L’Europa continua a bruciare sotto una delle ondate di calore più intense degli ultimi anni. Temperature record, afa insopportabile e disagi crescenti stanno mettendo in ginocchio milioni di persone, mentre gli esperti avvertono che il vero picco potrebbe non essere ancora passato.

Nelle prossime ore molte città italiane ed europee potrebbero affrontare condizioni ancora più critiche. E i dati che emergono iniziano a preoccupare seriamente anche sul fronte sanitario.

A fotografare la gravità della situazione è un dato che fino a poco tempo fa sembrava impensabile: in Danimarca è stata registrata la temperatura più alta di sempre, con 36,6 gradi nella città di Odense. Un evento simbolico che racconta quanto l’ondata di calore stia colpendo anche le zone storicamente meno abituate a temperature estreme.

Secondo le stime, circa 193 milioni di persone in Europa stanno affrontando livelli di afa eccezionali.

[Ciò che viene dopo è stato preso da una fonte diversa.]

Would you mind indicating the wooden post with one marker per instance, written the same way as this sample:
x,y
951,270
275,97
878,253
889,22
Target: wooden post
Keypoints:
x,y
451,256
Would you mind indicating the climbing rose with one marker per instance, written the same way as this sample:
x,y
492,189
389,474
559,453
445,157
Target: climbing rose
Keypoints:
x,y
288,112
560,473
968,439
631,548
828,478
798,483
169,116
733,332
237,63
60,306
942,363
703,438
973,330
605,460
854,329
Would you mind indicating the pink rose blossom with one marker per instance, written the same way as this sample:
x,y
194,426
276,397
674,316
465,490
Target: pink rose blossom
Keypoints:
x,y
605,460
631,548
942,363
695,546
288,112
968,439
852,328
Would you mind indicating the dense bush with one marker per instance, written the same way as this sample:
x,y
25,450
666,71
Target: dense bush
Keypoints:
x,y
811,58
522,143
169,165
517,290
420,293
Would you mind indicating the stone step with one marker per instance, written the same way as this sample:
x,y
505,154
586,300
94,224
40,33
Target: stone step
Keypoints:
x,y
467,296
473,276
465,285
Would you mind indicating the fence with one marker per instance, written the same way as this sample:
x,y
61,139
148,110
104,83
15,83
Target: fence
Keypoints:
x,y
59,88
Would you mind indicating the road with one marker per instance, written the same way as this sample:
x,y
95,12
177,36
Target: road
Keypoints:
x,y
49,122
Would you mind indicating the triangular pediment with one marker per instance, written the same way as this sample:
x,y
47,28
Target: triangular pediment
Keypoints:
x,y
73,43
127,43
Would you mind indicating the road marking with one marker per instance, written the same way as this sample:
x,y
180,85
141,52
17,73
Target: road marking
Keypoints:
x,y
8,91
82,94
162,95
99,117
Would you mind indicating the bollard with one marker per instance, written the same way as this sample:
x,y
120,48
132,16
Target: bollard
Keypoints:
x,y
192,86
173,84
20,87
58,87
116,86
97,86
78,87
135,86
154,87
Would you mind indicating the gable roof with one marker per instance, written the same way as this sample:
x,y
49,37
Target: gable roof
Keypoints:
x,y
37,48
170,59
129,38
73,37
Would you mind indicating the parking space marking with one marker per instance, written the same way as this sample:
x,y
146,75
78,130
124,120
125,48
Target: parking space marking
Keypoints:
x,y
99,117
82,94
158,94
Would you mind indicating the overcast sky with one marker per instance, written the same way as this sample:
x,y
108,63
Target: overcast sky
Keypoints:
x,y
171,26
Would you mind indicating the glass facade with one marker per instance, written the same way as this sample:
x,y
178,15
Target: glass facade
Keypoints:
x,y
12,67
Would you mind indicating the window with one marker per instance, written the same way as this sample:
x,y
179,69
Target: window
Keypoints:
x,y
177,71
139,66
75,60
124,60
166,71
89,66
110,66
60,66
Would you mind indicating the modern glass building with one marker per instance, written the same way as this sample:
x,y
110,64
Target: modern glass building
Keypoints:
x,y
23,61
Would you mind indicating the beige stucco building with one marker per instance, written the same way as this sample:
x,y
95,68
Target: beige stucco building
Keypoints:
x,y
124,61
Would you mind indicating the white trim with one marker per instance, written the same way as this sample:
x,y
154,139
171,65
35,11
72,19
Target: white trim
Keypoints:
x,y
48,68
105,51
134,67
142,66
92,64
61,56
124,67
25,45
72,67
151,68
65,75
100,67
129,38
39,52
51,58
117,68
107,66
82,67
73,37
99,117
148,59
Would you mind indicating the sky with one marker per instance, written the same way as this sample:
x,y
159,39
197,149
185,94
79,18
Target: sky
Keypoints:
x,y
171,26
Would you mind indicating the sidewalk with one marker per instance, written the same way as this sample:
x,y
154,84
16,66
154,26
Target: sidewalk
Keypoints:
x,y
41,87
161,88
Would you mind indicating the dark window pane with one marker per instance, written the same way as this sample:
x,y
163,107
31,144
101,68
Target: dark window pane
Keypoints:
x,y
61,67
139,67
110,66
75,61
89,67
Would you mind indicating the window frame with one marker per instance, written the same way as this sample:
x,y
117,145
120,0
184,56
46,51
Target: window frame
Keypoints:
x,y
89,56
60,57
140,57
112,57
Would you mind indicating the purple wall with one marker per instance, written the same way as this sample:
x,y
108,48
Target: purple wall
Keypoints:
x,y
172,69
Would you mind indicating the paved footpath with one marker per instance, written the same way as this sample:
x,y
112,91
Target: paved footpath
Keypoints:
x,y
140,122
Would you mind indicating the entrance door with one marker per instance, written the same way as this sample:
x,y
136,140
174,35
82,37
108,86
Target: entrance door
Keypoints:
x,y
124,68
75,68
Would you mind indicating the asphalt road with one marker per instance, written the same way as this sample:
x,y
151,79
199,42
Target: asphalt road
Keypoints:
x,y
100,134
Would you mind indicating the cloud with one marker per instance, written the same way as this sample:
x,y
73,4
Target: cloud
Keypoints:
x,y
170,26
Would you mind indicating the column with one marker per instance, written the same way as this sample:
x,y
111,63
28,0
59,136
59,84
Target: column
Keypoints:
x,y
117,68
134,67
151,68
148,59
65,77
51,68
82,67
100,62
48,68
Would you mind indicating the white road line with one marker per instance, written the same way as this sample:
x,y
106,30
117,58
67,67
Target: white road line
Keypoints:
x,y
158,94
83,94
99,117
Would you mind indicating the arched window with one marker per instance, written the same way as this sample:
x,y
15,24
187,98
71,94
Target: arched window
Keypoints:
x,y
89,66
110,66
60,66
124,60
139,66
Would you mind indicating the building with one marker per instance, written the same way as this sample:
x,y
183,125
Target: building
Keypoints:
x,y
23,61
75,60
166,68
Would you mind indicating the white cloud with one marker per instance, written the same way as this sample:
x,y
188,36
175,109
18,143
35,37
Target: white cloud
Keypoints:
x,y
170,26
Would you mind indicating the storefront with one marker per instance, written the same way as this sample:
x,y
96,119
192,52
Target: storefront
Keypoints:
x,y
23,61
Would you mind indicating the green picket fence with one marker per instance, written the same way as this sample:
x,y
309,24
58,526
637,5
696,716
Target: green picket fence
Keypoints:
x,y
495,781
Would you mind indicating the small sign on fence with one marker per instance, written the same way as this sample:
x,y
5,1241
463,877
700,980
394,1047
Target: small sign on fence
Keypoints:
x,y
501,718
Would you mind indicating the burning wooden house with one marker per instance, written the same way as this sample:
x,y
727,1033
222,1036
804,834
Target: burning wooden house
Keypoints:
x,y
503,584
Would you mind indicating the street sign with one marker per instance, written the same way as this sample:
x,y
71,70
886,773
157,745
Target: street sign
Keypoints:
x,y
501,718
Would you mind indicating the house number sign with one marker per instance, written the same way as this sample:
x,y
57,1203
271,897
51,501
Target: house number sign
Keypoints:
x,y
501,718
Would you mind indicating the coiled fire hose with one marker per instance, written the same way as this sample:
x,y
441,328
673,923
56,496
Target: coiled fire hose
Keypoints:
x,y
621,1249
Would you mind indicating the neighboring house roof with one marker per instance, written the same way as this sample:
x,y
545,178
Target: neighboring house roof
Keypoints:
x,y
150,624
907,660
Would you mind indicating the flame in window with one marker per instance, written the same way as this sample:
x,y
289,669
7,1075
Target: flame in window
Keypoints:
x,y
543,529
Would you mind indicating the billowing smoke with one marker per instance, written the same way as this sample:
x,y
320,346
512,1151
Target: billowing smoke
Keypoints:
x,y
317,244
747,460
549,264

L’ondata si sta spostando verso est, puntando verso Turchia, ma continua a mantenere sotto pressione vaste aree del continente.

Francia e Germania in emergenza: cancellati eventi e allerta massima

In Francia la situazione resta critica. A Parigi e Lione sono state annullate diverse marce Pride a causa del caldo eccessivo, una decisione che dà il senso della gravità del momento.

Anche la Germania è sotto pressione, con circa 75 milioni di persone coinvolte da temperature elevate e livelli di umidità soffocanti. Le autorità continuano a monitorare la situazione, soprattutto nelle grandi aree urbane dove il calore resta intrappolato più a lungo.

Italia sotto assedio: Sardegna a 41 gradi e notti tropicali

L’Italia è tra i Paesi più colpiti. In Sardegna si registrano punte tra i 40 e i 41 gradi nelle zone interne, mentre a Bolzano è stata segnata la notte di giugno più calda di sempre, con temperature mai scese sotto i 25,4 gradi.

A Genova è stato fermato il Bigo, l’ascensore panoramico del Porto Antico, per l’assenza di aria condizionata. A Bergamo è stato annullato un concerto di Loredana Bertè. Intanto cresce il sospetto che il caldo possa aver contribuito alla morte di un turista di 82 anni sulla spiaggia di Marina di Grosseto.